I’d seen her many times traveling down the road in her electric wheelchair. Wisps of gray hair poking out from beneath her bright orange beanie along with her Levi jacket and wooden staff across her lap combined to make her a curious site to the passerby. I always wondered who she was and about her story. As I was leaving the grocery store the other day, I saw her. Part of me wanted to introduce myself; the other part told me that I was too busy to stop. I almost passed her. Almost. I stopped and introduced myself.
For the next 20 minutes, I listened intently as her story unfolded. At 80 years old, she made the nearly 4-mile trek to the grocery store and other places because she was fiercely independent. She did have a son and some grandchildren, but they were an hour’s drive away from where she lived. (Their pictures were taped to her staff.) Lynn, originally from Tennessee, was a former teacher. She first taught fourth grade and then moved to the high school. Afterward, she spent most of her career teaching at a boys’ correctional facility in California. She was an obvious tough cookie packaged in a small frame.
As we continued to talk, we found that we had a lot in common like our birthdays being only a day a part. We talked about our love of kids and education. We talked about our passion for science, history and trying to make a difference in the world. It’s funny how I thought that by stopping and introducing myself that I could offer to help her in some way. Instead, she helped me. Her wisdom, experiences, and insight uplifted my soul and gave me strength. I will be forever grateful that I stopped and took the time to hear her story.
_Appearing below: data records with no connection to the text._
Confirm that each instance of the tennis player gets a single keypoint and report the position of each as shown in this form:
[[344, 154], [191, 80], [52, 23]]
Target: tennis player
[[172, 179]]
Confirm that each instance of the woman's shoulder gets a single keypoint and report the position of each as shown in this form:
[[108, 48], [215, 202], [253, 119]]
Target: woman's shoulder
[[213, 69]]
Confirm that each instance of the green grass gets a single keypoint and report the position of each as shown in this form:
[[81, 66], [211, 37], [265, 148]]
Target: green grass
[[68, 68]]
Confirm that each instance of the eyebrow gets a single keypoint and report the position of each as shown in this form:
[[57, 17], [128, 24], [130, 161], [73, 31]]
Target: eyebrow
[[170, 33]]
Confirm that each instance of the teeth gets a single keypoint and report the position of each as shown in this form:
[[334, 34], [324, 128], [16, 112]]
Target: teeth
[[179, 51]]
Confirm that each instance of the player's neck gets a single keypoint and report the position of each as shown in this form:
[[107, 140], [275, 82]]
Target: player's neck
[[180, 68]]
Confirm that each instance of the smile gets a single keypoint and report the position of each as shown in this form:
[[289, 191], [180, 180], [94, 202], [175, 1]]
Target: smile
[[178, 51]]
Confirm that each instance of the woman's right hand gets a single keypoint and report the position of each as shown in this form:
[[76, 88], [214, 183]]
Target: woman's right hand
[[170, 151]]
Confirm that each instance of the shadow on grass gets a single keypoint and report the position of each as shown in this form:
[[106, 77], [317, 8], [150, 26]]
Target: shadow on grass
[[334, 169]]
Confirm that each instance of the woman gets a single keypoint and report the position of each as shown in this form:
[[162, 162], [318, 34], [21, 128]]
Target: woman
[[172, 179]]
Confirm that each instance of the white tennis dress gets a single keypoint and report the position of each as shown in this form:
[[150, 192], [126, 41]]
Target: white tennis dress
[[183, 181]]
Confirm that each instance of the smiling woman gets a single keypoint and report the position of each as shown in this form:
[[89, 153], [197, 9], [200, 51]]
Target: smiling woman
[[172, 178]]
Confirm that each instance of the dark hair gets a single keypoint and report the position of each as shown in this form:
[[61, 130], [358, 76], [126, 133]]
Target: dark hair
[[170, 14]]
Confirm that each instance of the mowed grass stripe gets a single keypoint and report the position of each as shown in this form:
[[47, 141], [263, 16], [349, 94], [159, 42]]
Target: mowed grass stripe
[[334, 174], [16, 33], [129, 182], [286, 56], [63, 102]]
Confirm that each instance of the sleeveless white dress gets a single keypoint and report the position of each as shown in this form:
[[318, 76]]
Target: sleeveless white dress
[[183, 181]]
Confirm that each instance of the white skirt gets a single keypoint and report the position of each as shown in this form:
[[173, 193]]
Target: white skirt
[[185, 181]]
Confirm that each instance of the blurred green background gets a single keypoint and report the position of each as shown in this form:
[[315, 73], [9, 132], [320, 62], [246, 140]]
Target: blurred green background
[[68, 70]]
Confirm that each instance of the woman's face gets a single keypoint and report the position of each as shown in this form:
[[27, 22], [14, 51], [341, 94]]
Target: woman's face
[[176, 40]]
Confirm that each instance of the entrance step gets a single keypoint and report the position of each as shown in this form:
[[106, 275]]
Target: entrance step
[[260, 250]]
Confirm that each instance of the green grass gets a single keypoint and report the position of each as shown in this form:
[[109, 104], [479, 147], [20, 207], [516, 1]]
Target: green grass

Meeting Lynn makes me think about how many times we don’t take enough time to get to know the people we work with on a daily basis and how much our lives would be enriched if we took more time to have face to face conversations. Everyone has a story. How many stories are going untold because we’re too busy to listen to each other? How many lessons are going unlearned? How many people, like Lynn, have so much to offer but no way of giving back and feel of little worth and value?Now, more than ever, our country needs to show kindness to others. Taking the time to listen is the first step.